If you want to explore those connections in more detail, you may also want to read:

  • Digital and AI adoption: How does communication shape whether new tools are embraced or resisted on the shopfloor?
  • Wellbeing and scheduling: What happens when rota instability and staffing pressure start to affect safety, stress and day-to-day performance?
  • Leadership priorities: What should retail leaders focus on next if they want to strengthen the frontline experience across stores?

Download the full Talking Shop 2026 report

The full Talking Shop 2026 report, produced in partnership with Retail Week, brings together the complete picture of life on the retail frontline in 2026.

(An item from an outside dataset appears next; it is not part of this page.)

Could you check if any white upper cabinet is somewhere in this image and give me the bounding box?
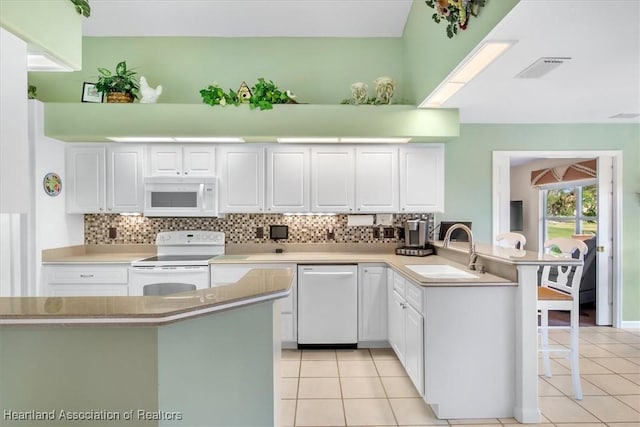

In the full report, you will find:

  • All core chapters, including frontline voice, digital and AI adoption, and wellbeing.
  • Detailed statistics and cross-year comparisons.
  • Case studies from retailers including M&S, Asda, Primark, JD Sports, Currys, The Entertainer, Lush, Holland & Barrett, Boots, John Lewis, Sephora and more.

You can read the full report Talking Shop 2026 report, in partnership with Retail Week, here.

Alongside the report itself, this blog series takes a closer look at the findings chapter by chapter, with a particular focus on what they mean in practice for workforce management leaders. That includes the operational implications, the patterns behind the data, and the actions leaders can build into workforce strategy, communication and planning.

If you want the complete research view, start with the full report.

FAQs

 

Why is frontline communication important in retail?

Strong frontline communication helps retail businesses improve operational consistency, employee engagement and customer experience. When store teams receive clear updates and can share feedback easily, retailers are better able to execute change, maintain standards and respond quickly to issues on the shopfloor.

How does poor communication affect retail store performance?

Poor communication can lead to missed tasks, inconsistent execution, slower adoption of new processes and lower employee engagement. In retail environments, communication gaps often affect customer experience, sales performance and operational efficiency across stores.

What can workforce management leaders do to improve frontline communication?

Workforce management leaders can improve communication by creating clearer two-way feedback channels, giving store teams better access to tools and information, involving employees in operational changes and ensuring updates are practical and easy to action at store level.